Y mientras todo eso ocurre, Morena decide cerrar filas con sus narcopolíticos. Lo hicieron cuando apareció la carta del Mayo Zambada en 2024. Lo hicieron cuando se impugnó la elección de 2021 por violencia e intervención criminal. Y lo vuelven a hacer ahora que hay una acusación formal en Estados Unidos. Claudia Sheinbaum opta por defender al gobernador en lugar de exigir cuentas. Andrés Manuel López Obrador normalizó durante años la relación ambigua con el crimen bajo el disfraz de una estrategia fallida. Hoy estamos viendo las consecuencias de esa permisividad convertida en alianza inconfesable.

La presunción de inocencia es un principio jurídico y hay que respetarlo. Pero no es un escudo político. Un gobernador acusado de conspirar con el Cártel de Sinaloa no puede seguir operando como si nada. No puede conducir la seguridad de un estado en guerra. No puede pedir confianza cuando lo que hay es una duda razonable sobre la legitimidad de su origen.

El problema ya no es local, es institucional. Estamos frente a la captura total de un gobierno por el crimen organizado.
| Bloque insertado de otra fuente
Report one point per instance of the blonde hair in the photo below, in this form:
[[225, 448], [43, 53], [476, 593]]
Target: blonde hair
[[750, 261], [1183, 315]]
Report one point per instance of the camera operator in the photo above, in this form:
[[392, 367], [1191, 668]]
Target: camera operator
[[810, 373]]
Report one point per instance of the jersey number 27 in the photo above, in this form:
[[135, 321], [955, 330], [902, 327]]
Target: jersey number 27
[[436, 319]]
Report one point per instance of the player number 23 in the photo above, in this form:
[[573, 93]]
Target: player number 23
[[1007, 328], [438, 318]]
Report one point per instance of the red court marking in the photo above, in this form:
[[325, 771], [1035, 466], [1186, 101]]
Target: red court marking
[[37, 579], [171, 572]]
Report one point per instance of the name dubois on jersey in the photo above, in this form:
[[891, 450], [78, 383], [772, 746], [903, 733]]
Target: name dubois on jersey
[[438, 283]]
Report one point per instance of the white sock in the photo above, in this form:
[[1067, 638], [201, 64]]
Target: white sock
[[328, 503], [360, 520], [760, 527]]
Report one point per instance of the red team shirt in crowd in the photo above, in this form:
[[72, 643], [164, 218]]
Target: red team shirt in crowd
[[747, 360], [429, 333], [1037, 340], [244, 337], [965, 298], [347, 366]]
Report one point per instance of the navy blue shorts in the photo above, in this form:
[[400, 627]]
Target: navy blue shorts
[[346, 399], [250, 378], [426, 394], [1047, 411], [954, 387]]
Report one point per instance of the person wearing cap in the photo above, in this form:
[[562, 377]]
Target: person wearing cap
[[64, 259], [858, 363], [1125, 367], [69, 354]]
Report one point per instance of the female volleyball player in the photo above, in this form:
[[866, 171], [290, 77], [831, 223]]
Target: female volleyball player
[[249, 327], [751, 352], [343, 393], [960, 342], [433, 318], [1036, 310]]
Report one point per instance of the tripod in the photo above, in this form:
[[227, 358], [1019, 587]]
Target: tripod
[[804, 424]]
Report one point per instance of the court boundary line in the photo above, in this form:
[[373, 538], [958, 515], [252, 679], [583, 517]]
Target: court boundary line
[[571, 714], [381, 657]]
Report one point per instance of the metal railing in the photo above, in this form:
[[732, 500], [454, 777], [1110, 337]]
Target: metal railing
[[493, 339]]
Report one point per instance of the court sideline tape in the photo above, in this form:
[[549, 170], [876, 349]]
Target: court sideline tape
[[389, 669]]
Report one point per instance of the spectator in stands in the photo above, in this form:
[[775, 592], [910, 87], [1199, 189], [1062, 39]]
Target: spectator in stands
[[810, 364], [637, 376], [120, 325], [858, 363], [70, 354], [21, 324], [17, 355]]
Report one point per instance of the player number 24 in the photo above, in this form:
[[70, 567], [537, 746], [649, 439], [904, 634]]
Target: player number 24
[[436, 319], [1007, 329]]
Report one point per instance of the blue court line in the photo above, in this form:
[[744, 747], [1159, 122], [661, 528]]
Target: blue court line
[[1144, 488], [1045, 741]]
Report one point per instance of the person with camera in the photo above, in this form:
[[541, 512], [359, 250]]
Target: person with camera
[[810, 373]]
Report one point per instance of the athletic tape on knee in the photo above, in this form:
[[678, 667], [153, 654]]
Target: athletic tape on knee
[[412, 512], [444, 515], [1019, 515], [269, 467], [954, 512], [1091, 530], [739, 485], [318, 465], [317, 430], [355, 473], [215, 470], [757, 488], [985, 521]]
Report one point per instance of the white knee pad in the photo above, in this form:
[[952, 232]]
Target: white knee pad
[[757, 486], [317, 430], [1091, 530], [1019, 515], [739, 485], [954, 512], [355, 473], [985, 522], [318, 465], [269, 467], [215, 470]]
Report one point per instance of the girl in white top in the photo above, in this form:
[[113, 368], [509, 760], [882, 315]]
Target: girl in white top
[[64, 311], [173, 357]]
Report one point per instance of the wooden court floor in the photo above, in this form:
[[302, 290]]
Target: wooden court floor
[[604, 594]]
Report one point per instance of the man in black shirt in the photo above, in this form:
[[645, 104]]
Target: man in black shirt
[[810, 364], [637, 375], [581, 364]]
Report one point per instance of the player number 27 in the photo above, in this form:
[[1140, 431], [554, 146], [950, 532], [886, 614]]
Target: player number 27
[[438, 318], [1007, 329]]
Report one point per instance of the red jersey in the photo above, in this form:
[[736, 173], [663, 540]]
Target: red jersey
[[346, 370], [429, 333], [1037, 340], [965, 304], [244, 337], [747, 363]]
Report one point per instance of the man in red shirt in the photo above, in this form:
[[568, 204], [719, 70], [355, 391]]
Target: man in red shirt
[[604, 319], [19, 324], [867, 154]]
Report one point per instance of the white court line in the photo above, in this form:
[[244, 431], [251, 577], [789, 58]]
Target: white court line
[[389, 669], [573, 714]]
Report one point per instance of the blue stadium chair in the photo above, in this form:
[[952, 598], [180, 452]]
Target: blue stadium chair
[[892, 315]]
Cuando eso ocurre, el Estado deja de ser árbitro y se convierte en parte. Deja de combatir y empieza a administrar. Deja de proteger a los ciudadanos y protege intereses criminales.

Por eso la discusión no es exagerada. La desaparición de poderes es un mecanismo constitucional para cuando las instituciones locales pierden control o credibilidad. Y eso es exactamente lo que ocurre hoy en Sinaloa. Violencia sostenida, pérdida de control territorial y acusaciones de colusión al más alto nivel. No hay condiciones para que los poderes sigan operando con normalidad.

La Fiscalía General de la República no puede hacerse la distraída. Tiene que investigar a fondo, sin cálculos políticos, sin protección desde el poder. Si Morena pretende bloquear cualquier intento de rendición de cuentas, quedará claro que el problema no es solo Sinaloa, es el régimen entero protegiéndose a sí mismo.

El Senado debe evaluar de inmediato la desaparición de poderes en Sinaloa. No es una medida extrema, es la única salida institucional cuando el gobierno está bajo sospecha de haber sido comprometido desde su origen. Mantenerlo es prolongar la crisis, removerlo es abrir la posibilidad de recuperar el control.

Claudia Sheinbaum está frente a una decisión que define más que un discurso. O rompe el pacto criminal de su antecesor y permite que se investigue hasta el fondo, o termina de confirmar que el poder en México se puede ganar y sostener con respaldo del narcotráfico.

Sinaloa no está así por casualidad. Está así porque López Obrador abrió la puerta. Y hoy esa puerta sigue abierta, sostenida desde el gobierno. La desaparición de poderes no es un exceso. Es la única forma de cerrarla.